Against the Colts, the Dolphins spread the offense out with five receiving options for Tannehill. The Colts responded by threatening to blitz, while leaving a single-high safety on the back end. The Colts were known for playing man coverage last year, and that's what they did on this play.
At the snap, Tannehill stares down the middle of the field. He's either looking directly at the deep safety or watching his receiver who is running down the seam. Either way, it has the same effect on the deep safety who stays in the middle of the field.
As the pocket closes in around him, Tannehill switches his shoulders so that he is facing the outside receivers.
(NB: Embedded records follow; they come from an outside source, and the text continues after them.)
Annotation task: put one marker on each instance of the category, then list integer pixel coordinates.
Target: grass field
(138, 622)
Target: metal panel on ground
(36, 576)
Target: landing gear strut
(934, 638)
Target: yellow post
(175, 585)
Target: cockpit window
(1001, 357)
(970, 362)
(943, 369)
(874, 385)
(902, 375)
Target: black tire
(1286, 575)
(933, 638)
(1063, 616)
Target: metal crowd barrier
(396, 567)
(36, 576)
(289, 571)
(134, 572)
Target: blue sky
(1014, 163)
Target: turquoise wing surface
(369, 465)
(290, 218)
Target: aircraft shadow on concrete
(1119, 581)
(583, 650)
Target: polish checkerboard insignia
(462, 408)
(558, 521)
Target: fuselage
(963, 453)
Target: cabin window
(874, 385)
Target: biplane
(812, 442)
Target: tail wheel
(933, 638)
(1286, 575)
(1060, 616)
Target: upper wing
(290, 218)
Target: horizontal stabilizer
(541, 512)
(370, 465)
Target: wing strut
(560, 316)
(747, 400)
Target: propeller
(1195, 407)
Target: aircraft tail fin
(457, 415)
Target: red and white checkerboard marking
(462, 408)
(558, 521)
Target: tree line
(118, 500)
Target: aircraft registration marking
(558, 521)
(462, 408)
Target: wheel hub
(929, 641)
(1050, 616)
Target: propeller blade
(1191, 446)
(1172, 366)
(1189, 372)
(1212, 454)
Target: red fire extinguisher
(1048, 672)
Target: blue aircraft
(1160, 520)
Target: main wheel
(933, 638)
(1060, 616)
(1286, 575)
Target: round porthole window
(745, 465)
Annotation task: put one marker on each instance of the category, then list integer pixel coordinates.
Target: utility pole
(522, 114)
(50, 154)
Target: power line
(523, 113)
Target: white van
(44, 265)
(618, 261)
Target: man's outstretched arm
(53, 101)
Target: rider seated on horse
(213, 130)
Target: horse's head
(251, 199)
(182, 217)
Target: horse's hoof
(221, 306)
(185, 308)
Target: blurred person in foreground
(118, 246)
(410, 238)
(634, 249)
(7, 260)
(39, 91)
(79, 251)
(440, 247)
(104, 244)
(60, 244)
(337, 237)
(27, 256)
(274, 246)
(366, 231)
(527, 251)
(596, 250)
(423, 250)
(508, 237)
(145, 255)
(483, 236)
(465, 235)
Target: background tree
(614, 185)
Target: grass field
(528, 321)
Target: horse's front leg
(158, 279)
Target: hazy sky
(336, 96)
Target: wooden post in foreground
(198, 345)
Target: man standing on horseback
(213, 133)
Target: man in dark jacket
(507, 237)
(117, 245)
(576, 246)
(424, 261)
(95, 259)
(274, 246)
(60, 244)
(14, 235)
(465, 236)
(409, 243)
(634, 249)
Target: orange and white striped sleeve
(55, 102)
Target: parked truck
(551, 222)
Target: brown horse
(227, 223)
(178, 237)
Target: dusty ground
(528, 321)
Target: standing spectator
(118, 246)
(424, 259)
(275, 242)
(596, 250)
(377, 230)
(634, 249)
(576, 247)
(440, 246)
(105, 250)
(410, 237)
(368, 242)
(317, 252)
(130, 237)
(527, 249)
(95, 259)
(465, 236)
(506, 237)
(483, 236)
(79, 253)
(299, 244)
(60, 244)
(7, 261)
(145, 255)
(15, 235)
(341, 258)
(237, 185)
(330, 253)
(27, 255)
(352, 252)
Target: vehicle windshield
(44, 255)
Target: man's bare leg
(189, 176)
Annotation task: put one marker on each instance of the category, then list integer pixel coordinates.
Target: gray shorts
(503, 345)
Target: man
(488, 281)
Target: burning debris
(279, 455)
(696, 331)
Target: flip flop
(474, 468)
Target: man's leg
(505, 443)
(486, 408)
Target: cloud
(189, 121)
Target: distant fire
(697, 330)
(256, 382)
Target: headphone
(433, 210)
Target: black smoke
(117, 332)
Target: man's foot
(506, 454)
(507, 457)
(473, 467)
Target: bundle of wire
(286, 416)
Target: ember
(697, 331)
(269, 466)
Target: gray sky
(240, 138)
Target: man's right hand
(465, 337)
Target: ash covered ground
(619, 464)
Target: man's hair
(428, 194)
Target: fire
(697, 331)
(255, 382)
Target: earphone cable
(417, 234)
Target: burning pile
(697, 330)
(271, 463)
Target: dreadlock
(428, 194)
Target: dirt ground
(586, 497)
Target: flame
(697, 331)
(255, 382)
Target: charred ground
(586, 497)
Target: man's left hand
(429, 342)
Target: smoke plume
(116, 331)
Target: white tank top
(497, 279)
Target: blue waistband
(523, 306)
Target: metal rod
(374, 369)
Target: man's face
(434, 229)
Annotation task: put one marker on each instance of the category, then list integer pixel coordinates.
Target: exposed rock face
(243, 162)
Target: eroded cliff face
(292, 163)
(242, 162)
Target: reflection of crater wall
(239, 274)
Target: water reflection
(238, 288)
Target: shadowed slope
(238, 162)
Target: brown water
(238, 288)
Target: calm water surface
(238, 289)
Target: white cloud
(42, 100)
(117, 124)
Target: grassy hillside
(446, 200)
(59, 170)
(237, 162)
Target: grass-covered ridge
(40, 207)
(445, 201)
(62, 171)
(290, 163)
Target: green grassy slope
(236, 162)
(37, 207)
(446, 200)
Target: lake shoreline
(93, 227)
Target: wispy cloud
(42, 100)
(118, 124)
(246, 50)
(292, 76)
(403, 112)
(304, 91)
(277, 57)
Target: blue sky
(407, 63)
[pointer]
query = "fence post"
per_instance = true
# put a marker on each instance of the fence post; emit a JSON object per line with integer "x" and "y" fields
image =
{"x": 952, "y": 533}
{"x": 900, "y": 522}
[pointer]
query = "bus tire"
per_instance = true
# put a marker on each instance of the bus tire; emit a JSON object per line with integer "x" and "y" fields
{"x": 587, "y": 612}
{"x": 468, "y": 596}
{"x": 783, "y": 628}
At this point, the deep safety is committed to the receiver running down the middle of the field, so the seam receiver is running into space.
Tannehill finds the receiver with a perfect pass.
Tannehill isn't thought of as a running quarterback, even though he has 449 rushing yards on 89 attempts for three touchdowns in his career so far. Because of his large frame and well-rounded athleticism, he is similar to Cam Newton in how he plays the game, but a much less effective running threat.
The Dolphins quarterback lacks the agility of Newton, but he has good enough footwork to extend plays in and out of the pocket, run for big gains on read-option plays and comfortably execute bootleg play-action.
Although he doesn't have the athleticism that would allow you to use him like Kaepernick or Newton, Tannehill is one of the more athletic quarterbacks currently playing in the NFL.
His athleticism offers the staff in Miami more flexibility in what they want to do on offense, and it also makes him difficult to game-plan for from the defense's perspective.
A somewhat forgotten player at this point in his career, Tannehill will need the Dolphins to be better as a whole if he is going to get the recognition he deserves in 2014. He may not currently be as good as some of his peers, but he is most definitely on course to be a franchise quarterback.